The Project

We have been tasked with creating a model to correctly separate spam emails from ham emails. Apparently, ham is industry jargon for the emails you actually want to receive.

We will try to build a model using boilerplate text analysis. First, creating a corpus and document term matrix from the bank of labeled emails.

The Data

SpamAssassin is an open-source project from Apache meant to enable system administrators to implement text analysis, Bayesian filtering, and other methods to help stamp out the global spamdemic.

Version 3.4.6 was realeased on April 12 of this year, and it is the last update before the release of 4.0. I found it helpful to read through the source code.

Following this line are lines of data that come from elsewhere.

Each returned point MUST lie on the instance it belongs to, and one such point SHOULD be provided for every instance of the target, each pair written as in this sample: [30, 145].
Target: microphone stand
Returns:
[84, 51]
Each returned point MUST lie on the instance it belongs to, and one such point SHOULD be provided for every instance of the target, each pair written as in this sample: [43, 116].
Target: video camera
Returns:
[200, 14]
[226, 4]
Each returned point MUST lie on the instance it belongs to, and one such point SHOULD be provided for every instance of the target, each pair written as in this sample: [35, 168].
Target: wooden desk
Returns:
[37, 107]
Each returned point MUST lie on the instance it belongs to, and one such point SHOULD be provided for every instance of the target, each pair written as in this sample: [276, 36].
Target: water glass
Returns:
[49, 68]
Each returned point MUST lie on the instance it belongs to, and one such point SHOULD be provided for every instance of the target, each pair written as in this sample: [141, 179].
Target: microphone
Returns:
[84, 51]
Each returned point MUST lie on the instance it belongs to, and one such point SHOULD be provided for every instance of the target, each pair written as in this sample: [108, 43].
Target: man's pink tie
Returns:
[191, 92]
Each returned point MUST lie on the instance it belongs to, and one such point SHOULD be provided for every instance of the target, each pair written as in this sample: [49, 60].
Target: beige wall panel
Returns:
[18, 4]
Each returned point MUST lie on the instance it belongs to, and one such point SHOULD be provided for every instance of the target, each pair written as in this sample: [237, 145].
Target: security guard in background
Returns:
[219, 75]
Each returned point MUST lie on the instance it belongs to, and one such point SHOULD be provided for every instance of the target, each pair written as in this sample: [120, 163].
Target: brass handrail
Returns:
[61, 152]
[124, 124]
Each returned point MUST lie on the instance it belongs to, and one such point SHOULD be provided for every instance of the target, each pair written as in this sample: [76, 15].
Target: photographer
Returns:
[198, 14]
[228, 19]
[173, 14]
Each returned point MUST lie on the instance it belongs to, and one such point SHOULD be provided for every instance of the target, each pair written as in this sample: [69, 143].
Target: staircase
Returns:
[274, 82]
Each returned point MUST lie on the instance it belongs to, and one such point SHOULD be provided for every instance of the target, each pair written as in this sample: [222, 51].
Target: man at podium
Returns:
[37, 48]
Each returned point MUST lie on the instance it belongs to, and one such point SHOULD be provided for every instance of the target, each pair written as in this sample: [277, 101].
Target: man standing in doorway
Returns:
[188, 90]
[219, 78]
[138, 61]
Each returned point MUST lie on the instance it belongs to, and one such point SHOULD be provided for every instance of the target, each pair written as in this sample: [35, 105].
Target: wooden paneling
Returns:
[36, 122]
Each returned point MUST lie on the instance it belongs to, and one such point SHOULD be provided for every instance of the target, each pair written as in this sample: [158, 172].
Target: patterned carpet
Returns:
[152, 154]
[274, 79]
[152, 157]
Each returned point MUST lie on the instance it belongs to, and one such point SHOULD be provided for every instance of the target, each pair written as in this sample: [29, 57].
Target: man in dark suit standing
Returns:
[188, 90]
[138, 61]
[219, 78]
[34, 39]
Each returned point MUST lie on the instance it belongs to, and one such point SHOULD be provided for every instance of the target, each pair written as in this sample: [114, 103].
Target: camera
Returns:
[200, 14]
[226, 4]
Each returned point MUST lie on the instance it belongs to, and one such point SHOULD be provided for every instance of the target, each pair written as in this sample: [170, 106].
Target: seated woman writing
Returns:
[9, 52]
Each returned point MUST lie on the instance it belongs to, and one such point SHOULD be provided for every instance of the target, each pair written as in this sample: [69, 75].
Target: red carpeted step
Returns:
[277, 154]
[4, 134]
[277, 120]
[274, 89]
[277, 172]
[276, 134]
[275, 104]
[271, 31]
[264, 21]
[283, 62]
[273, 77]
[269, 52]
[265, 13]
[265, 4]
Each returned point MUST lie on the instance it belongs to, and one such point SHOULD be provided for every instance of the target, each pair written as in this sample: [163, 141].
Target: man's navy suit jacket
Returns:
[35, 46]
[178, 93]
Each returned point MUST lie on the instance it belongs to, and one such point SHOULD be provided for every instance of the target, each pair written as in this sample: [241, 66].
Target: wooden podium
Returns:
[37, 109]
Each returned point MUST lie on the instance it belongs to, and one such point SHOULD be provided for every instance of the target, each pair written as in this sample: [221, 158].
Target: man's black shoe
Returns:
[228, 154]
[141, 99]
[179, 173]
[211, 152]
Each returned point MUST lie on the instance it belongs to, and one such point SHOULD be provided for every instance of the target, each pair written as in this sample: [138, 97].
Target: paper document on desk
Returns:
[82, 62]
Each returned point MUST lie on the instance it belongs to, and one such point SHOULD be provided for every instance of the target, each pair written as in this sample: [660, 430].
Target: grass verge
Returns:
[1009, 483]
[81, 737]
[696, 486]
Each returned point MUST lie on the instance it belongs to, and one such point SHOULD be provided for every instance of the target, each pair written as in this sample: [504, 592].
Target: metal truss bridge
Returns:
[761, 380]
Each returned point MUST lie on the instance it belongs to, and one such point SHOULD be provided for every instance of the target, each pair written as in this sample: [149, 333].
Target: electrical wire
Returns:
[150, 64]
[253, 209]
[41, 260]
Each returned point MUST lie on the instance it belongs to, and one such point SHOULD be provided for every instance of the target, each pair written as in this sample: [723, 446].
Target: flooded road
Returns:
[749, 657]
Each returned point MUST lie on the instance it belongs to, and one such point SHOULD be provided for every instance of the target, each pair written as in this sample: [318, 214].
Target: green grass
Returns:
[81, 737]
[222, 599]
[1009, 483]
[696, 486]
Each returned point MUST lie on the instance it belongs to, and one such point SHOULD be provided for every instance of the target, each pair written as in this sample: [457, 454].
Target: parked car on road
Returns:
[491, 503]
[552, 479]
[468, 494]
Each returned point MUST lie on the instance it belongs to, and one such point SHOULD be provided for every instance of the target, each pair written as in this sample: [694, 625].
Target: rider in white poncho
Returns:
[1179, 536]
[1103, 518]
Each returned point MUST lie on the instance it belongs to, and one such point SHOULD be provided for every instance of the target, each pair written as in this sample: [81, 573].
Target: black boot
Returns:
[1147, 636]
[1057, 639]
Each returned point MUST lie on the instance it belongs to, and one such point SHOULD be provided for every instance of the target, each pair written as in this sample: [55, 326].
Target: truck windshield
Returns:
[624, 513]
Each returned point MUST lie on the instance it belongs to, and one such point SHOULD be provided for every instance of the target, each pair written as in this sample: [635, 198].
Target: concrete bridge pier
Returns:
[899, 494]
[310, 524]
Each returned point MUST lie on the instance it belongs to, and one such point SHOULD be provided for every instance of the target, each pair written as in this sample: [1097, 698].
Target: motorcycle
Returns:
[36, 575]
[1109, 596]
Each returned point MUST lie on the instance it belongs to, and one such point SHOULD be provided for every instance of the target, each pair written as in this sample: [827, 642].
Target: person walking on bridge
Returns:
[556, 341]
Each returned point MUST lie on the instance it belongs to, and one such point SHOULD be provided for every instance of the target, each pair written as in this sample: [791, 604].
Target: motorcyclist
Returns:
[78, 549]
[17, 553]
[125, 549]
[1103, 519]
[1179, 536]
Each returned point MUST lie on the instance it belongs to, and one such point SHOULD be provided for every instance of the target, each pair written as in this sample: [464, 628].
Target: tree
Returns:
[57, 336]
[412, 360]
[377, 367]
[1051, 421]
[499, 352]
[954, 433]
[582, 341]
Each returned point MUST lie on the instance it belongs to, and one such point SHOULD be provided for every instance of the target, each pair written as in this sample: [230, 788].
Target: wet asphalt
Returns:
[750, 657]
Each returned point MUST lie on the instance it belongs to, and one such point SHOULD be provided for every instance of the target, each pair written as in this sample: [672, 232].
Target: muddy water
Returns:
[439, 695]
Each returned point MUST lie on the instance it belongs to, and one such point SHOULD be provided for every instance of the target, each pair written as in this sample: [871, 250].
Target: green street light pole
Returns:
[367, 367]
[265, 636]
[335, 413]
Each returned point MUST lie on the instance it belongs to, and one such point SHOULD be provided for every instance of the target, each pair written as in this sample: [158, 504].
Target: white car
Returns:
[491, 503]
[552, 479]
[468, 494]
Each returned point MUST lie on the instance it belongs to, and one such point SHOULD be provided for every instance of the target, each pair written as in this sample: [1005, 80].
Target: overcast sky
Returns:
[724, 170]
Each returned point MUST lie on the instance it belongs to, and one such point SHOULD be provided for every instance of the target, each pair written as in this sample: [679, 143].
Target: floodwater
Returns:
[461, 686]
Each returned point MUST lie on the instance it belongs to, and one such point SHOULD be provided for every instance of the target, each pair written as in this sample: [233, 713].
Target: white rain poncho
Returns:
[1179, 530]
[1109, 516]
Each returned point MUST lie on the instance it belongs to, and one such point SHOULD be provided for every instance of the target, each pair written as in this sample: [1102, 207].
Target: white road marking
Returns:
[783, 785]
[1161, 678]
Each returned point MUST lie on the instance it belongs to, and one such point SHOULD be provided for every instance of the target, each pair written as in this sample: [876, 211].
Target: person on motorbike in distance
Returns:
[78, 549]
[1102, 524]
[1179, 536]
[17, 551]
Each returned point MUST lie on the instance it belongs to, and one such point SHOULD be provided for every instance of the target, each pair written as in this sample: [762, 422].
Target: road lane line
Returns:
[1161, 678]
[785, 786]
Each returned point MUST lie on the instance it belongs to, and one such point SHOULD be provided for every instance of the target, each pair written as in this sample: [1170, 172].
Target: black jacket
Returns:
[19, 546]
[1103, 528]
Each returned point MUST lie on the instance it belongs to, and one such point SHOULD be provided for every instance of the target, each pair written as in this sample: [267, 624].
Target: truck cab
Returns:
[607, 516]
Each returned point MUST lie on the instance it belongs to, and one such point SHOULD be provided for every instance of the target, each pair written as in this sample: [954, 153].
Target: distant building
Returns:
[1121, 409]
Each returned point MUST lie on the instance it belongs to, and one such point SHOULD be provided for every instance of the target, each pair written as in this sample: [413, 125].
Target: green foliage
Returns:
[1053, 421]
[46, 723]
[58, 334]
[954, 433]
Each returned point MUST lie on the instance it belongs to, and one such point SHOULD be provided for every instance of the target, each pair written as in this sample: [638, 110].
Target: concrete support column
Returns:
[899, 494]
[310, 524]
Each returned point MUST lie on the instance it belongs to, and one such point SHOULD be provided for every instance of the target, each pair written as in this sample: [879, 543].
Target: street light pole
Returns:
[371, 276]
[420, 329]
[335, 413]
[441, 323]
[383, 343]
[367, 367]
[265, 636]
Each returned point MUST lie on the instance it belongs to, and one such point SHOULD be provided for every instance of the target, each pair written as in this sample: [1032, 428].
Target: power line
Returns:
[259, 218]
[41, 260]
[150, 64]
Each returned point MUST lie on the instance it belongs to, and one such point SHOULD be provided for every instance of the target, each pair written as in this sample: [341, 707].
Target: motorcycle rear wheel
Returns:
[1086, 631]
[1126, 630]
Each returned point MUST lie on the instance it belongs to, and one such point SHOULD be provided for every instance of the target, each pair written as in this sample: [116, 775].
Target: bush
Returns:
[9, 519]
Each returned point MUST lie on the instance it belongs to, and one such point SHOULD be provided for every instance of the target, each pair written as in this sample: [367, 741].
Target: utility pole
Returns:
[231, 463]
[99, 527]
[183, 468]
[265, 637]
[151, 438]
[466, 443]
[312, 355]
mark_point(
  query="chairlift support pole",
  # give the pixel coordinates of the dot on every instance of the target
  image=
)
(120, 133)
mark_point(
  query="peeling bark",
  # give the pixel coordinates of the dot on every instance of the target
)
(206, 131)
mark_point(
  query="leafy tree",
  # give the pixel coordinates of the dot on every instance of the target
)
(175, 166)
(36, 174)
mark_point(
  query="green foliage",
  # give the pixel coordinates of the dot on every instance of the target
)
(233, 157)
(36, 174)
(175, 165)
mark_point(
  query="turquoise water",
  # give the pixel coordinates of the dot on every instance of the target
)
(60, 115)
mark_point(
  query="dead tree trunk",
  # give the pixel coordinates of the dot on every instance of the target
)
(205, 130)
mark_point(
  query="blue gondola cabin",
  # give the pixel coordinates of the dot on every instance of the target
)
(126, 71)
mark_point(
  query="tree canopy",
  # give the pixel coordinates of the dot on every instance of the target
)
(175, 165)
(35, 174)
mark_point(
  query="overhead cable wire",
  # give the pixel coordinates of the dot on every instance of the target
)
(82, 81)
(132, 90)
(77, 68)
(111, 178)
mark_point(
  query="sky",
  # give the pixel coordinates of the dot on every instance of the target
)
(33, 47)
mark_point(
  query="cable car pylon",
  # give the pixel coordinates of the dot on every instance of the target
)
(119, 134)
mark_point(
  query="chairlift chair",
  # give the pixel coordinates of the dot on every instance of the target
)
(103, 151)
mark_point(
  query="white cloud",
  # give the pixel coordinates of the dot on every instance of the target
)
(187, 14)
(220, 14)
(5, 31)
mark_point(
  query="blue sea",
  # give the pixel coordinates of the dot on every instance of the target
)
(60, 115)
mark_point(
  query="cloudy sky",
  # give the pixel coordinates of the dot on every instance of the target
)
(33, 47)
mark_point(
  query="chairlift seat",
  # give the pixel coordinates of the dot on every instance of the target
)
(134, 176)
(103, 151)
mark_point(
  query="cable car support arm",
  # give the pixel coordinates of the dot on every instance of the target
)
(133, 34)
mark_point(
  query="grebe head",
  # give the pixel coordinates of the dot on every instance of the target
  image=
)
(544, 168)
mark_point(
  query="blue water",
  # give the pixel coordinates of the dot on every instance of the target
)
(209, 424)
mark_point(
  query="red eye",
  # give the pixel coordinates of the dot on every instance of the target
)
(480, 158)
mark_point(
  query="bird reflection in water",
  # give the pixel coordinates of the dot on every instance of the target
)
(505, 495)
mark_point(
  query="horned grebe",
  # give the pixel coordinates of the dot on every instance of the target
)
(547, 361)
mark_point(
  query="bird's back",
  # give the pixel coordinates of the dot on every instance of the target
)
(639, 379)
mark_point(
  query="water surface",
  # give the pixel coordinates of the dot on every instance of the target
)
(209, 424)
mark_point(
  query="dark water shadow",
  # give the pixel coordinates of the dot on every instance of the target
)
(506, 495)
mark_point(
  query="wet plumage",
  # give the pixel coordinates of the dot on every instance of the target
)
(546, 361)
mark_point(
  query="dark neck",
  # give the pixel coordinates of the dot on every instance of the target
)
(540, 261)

You guessed it, this release comes with an Apache v2.0 license: https://tinyurl.com/ryfnrwhx

We will be loading some old datasets and not using this software. It’s helpful to read through the source code. The data can be found here:

https://spamassassin.apache.org/old/publiccorpus/

library(tidyverse)
library(magrittr)
library(tidytext)
library(tm)
library(tidymodels)

set.seed(1337)

hamURL <- 
  "https://github.com/TheWerefriend/data607/raw/master/project4/ham.zip"
spamURL <- 
  "https://github.com/TheWerefriend/data607/raw/master/project4/spam.zip"
collectMail <- function(zipURL) {
  # get the working directory and the file
  dir <- getwd()
  temp <- tempfile()
  download.file(zipURL, temp)
  
  # get a list of the files in the archive, unzip to WD
  fileList <- unzip(temp, list = TRUE)
  unzip(temp)
  
  # read the files into a dataframe, preserve column for filename
  df <- list.files(path = dir) %>%
  as.data.frame() %>%
  set_colnames("filename") %>%
  mutate(text = lapply(list.files(path = dir, full.names = TRUE),
                       read_lines)) %>%
  unnest(c(text)) %>%
  group_by(filename) %>%
  mutate(text = paste(text, collapse = " ")) %>%
  ungroup() %>%
  distinct()
  
  # clean up the WD, return a tibble
  unlink(temp)
  do.call(file.remove, fileList)
  return(tibble(df))
}

We want to create a document term matrix using the tm package (like in the Eric Cartman meets Reddit project…) and use this to train our model. First we have to apply some preprocessing to create a corpus.

transformMail <- function(mail) {
  # generate a Corpus and return it
  transformedCorpus <- VCorpus(VectorSource(mail$text)) %>%
  tm_map(removePunctuation, ucp = TRUE) %>%
  tm_map(removeNumbers) %>%
  tm_map(content_transformer(tolower)) %>%
  tm_map(removeWords, stopwords("SMART")) %>%
  tm_map(stemDocument, "english")
  
  return(transformedCorpus)
  }

Now, there are some invisible bugs here. The calls were throwing encoding errors, and according to the linux functions encguess and uchardet, nearly all the files are encoded with US-ASCII, but some are not. Instead of fighting all the encoding issues, for the sake of this project, I will throw out the ones that were not “encoded properly”.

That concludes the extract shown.